Et puis, cette hypothèse, ne l'avons-nous pas déjà rencontrée plus haut, sous le masque de la volonté d'aimer et de se faire aimer, y compris même en forçant les autres à vous regarder, puisqu'il «peut y avoir beaucoup de force dans une vraie supplication» (p. 153) ? Et, la croisant, Alain ne s'en est-il pas détourné, étant donné qu'il n'a jamais pu donner «aux gens l'impression qu'on a envie de les prendre et, quand on les a pris, qu'on les tient», lui qui est parfaitement conscient qu'il ne peut «pas toucher», qu'il ne peut «pas prendre» et que, au fond, ça vient du cœur, cette incapacité d'avoir quelqu'un à aimer, alors qu'on reste seul, affreusement vide et seul, à essayer de «donner le change» (p. 164) même devant le miroir, crevant de l'absence des amis, crevant de l'absence des femmes, du «silence des femmes, définitif» (p. 170), qui vous submerge et se se referme sur vous, étouffant votre dernier cri ?
Finalement, loin d'être un homme d'action, puisque le suicide est considéré par Alain comme l'unique geste qu'il importe d'accomplir pour prouver que l'on est maître de sa peau (cf. p. 172), notre feu follet n'est qu'un rêveur et, une nouvelle fois, un impuissant, un homme creux, qui décide de se donner la mort après qu'il a compris que Solange ne veut pas de lui, qu'elle ne l'aime pas et que, par son refus, elle a répondu pour toutes les autres femmes, non seulement pour Dorothy mais aussi pour Lydia, et pour tant d'autres femmes, aussi mal prises que mal aimées, toutes rejetées, pas même encore rencontrées mais qui porteront sur lui, une fois sa beauté évanouie, un regard de plus en plus dur et dégoûté, toutes ces femmes volages et aimantes, qui, dans l'esprit et sur la chair d'Alain, n'auront même pas laissé un souffle, puisque c'est la destinée, banale et répugnante, des hommes qui n'auront été aimés, comme Gonzague ou Alain, que des femmes qu'ils n'ont pas aimées, «ou de femmes perdues qui aimaient leur perte» dans la leur (Adieu à Gonzague, p. 179), que de ne jamais savoir recevoir, si soudain ils avaient su donner (cf. p. 180).

Notes
(1) Sauf indication contraire, les pages indiquées entre parenthèses renvoient à nos éditions respectives, Gallimard et les Éditions RN, jeune maison aux beaux titres qu'il faut bien évidemment soutenir. Le texte cité se trouve à la page 19 de Récit secret.
(2) «Autour de quoi tout le désespoir d'Alain tournait-il donc ?» se demande ainsi Dubourg (p. 88).
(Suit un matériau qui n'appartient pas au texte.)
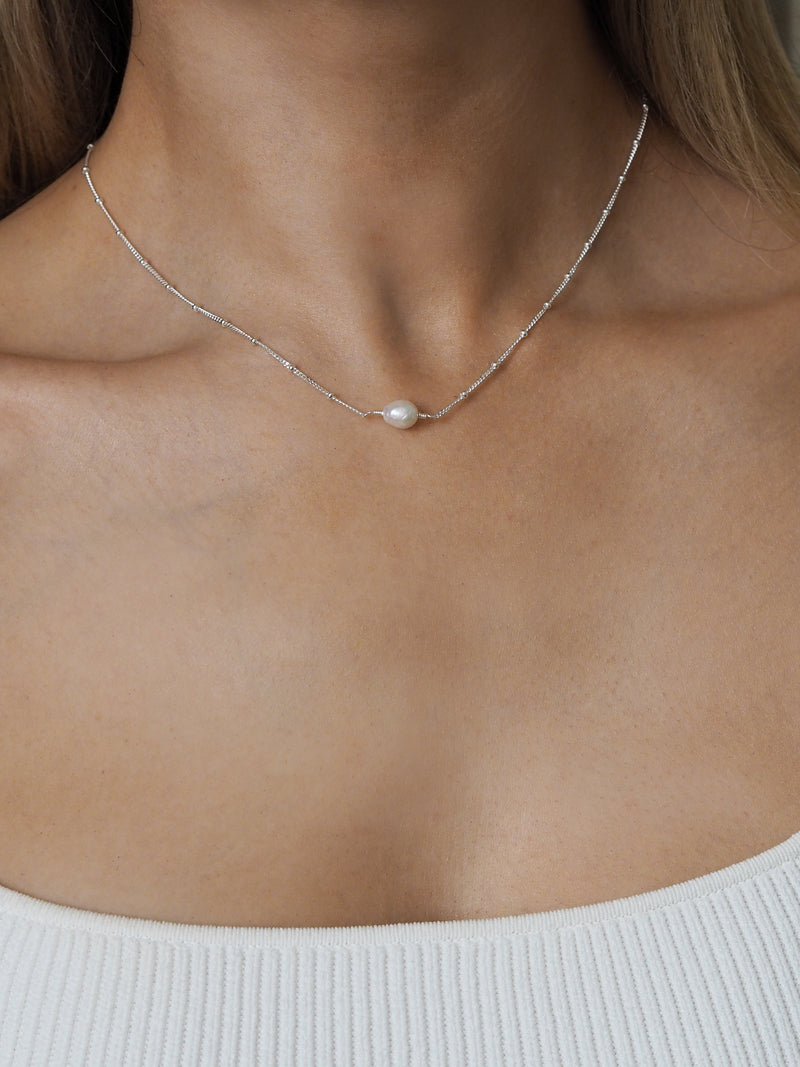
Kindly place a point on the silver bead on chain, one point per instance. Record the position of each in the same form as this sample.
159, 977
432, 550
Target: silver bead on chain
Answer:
401, 414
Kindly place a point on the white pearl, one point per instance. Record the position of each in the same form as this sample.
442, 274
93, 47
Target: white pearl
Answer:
401, 414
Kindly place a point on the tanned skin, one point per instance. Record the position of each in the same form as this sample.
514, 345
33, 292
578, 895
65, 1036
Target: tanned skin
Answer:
262, 662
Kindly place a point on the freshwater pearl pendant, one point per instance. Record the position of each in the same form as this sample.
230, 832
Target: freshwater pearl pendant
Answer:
401, 414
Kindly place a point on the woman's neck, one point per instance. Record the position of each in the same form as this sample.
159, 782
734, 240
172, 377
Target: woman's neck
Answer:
399, 170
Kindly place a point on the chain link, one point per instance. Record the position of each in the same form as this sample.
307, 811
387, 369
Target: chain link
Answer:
493, 367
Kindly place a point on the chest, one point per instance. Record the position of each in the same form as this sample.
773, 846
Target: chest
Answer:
362, 684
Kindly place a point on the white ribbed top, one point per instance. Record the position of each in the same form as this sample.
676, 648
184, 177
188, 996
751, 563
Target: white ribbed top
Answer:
702, 973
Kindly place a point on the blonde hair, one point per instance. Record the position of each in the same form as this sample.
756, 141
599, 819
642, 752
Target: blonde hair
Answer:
714, 69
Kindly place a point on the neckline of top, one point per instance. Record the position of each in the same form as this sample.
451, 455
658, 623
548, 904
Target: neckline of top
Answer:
18, 905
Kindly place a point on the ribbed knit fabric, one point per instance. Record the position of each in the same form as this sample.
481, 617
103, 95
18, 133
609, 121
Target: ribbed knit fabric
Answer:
702, 973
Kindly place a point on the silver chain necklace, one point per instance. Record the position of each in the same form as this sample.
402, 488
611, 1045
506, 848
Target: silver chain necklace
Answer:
401, 414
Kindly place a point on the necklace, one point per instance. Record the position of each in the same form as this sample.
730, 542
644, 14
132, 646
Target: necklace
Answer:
401, 414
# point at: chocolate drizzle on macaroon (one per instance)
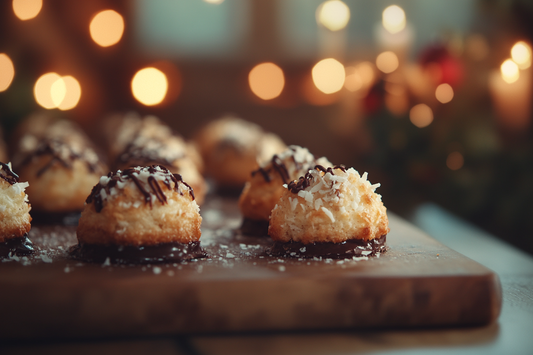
(18, 245)
(351, 248)
(7, 174)
(103, 188)
(279, 166)
(62, 153)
(3) «Mais il n'avait pas d'idées, il en manquait atrocement : son esprit, c'était une pauvre carcasse récurée par les vautours qui planent sur les grandes villes creuses» (p. 113).
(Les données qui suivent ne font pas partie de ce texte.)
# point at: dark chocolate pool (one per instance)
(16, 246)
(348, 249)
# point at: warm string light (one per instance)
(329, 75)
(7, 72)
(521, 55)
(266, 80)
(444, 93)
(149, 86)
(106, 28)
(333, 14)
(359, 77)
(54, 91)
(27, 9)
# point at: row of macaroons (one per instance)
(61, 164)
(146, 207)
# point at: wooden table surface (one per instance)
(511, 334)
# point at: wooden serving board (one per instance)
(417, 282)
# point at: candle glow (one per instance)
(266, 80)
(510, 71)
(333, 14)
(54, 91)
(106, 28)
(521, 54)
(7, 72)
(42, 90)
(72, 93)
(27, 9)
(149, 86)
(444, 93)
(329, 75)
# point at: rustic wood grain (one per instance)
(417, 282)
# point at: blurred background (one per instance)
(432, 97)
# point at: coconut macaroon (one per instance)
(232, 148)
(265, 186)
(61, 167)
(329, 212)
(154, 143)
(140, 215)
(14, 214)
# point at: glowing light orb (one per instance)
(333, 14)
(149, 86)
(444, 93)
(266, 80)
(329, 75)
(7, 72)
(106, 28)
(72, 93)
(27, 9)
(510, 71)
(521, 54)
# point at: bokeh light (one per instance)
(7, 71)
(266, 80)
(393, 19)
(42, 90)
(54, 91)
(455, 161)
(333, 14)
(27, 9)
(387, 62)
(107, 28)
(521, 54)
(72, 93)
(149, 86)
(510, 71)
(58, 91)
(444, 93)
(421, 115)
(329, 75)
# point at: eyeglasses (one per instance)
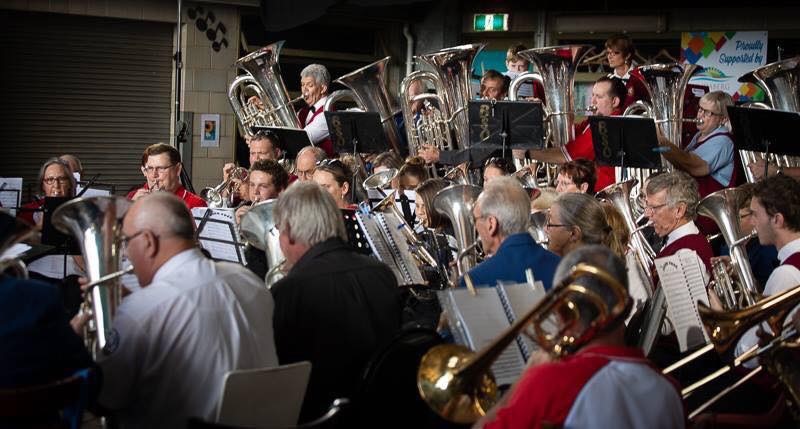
(157, 169)
(652, 209)
(52, 180)
(125, 240)
(704, 112)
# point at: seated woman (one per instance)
(578, 175)
(496, 167)
(55, 180)
(576, 220)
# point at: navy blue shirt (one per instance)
(516, 253)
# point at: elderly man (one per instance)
(776, 215)
(607, 97)
(334, 307)
(314, 82)
(709, 156)
(603, 383)
(192, 321)
(671, 205)
(501, 218)
(306, 162)
(161, 167)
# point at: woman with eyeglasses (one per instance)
(335, 177)
(55, 180)
(576, 220)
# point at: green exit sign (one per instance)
(490, 22)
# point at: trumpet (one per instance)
(457, 383)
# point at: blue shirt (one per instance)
(517, 253)
(717, 152)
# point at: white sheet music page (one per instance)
(683, 277)
(218, 234)
(10, 193)
(482, 319)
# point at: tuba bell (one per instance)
(456, 203)
(257, 228)
(96, 224)
(264, 78)
(457, 383)
(722, 208)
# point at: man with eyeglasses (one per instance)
(192, 321)
(709, 156)
(671, 206)
(161, 167)
(501, 218)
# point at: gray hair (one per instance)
(318, 72)
(166, 214)
(680, 187)
(505, 199)
(319, 154)
(53, 161)
(310, 213)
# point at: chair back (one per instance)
(264, 397)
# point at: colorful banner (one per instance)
(725, 56)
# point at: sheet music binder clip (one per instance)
(290, 140)
(625, 142)
(356, 132)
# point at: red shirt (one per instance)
(191, 200)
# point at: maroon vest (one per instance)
(325, 144)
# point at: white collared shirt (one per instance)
(782, 278)
(177, 337)
(317, 128)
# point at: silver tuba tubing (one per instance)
(721, 207)
(96, 224)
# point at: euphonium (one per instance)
(456, 203)
(368, 87)
(781, 83)
(96, 224)
(213, 196)
(258, 229)
(262, 66)
(452, 69)
(722, 208)
(457, 383)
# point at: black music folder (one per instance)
(356, 132)
(764, 130)
(625, 142)
(290, 140)
(506, 124)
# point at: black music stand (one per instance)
(506, 124)
(289, 140)
(625, 142)
(764, 130)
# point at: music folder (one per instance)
(765, 130)
(352, 131)
(290, 140)
(625, 142)
(506, 124)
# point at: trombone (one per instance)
(457, 383)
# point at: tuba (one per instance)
(368, 89)
(457, 383)
(722, 207)
(264, 78)
(456, 203)
(781, 82)
(257, 228)
(96, 224)
(449, 130)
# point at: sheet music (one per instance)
(10, 193)
(476, 321)
(217, 234)
(683, 277)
(4) C'est dans Adieu à Gonzague que Drieu la Rochelle définira l'homme chrétien, duquel Gonzague se rapproche mais, dans le même mouvement, s'écarte : «Car enfin quelle différence y a-t-il entre un païen et un chrétien ? Guère. Une mince différence sur l'interprétation de la Nature. Le païen croit à la nature telle qu'elle se montre; le chrétien croit à la nature, mais selon l'envers qu'il lui suppose. Il croit que c'est un symbole, une étoffe tachée de symboles. Au jour de la vie éternelle il retourne l'étoffe et il a la réalité du monde : Dieu. Donc le païen et le chrétien ont l'ancienne croyance, croient à la réalité du monde. Tu ne croyais pas à la réalité du monde. Tu croyais à mille petites choses, mais pas au monde. Ces mille petites choses étaient les symptômes du grand rien. Tu étais superstitieux. Doux et cruel refuge des enfants révoltés et fidèles jusqu'à la mort à leur révolte : tu te prosternais devant un timbre-poste, un gant, un revolver. Un arbre ne te disait rien, mais une allumette était chargée de puissance» (pp. 180-1).